If I have these models mapped in NHibernate:
public class TagActions {
public Tag Tag { get; set; }
public DateTime ChangeTime { get; set; }
}
public class Tag {
public string Label { get; set; }
}
And do the following:
// repo.TagActions is IQueryable<TagAction> from session.Query<TagAction>()
var stake = DateTime.UtcNow - TimeSpan.FromDays(120);
repo.TagActions.Where(ta => ta.ChangeTime > stake)

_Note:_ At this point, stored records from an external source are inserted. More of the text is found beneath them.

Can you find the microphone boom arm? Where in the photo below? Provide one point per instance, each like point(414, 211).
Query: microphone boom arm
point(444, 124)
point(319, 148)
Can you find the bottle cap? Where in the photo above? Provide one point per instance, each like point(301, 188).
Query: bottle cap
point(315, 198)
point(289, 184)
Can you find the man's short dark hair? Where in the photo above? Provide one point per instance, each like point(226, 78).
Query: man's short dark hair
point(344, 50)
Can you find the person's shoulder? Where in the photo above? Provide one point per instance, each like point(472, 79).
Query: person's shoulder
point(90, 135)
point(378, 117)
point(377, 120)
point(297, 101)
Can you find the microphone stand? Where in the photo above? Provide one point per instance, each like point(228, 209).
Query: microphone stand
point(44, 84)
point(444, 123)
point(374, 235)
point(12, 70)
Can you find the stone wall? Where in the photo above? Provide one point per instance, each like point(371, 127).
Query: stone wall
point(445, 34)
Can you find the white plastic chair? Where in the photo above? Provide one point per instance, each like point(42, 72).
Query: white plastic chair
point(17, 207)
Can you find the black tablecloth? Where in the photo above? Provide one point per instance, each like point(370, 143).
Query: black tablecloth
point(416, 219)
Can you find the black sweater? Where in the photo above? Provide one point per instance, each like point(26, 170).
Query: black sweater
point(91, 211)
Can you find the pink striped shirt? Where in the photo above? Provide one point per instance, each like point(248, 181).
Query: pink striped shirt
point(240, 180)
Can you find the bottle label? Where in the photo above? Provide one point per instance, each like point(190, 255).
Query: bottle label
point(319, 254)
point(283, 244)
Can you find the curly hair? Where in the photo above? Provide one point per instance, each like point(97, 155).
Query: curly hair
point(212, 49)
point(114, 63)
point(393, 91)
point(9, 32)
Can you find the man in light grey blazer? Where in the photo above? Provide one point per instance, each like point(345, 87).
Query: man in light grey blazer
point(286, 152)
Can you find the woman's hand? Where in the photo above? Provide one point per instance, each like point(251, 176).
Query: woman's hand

.OrderByDescending(ta => ta.ChangeTime)
.Select(ta => ta.Tag).Distinct().Take(10);
It produces (in the MsSql2012Dialect
dialect):
select
distinct tag1_.Label as label1_12_,
tag1_.Color as color2_12_
from
TagAction tagaction0_
left outer join
Tag tag1_
on tagaction0_.Tag=tag1_.Label
where
tagaction0_.ChangeTime>@p0
order by
tagaction0_.ChangeTime desc OFFSET 0 ROWS FETCH FIRST @p1 ROWS ONLY;
@p0 = 2020-04-02T10:40:54.0038780Z [Type: DateTime2 (8:0:0)],
@p1 = 10 [Type: Int32 (0:0:0)]
Which is great except for the problem that ChangeTime
does not appear in the SELECT
clause, so MSSQL fails and rejects the query. The SQLiteDialect
produces SQL with the same problem, but SQLite processes the query regardless. I am pretty sure that technically MSSQL's response is correct per the SQL spec.
Question part 1:
This has to be a bug in NHibernate, correct? I did find this:
MSSql2012Dialect generates invalid order by clause for paging distinct query
but it only shows there as applying to 4.0 (alpha) and I'm on 5.2.7. Anyone else have a known bug report on this?
Question part 2:
Any proposed workaround with session.Query<TagAction>
/Linq? I am loath to inject .ToList()
after OrderByDescending(...)
, which works, but there may be a large number of TagAction
s and only a small number of Tag
s to return. Any way to trick it into including the ChangeTime
column in the SELECT
clause and still do the DISTINCT
? I could potentially drop down to HQL or ICriteria
or something but have no experience with those yet.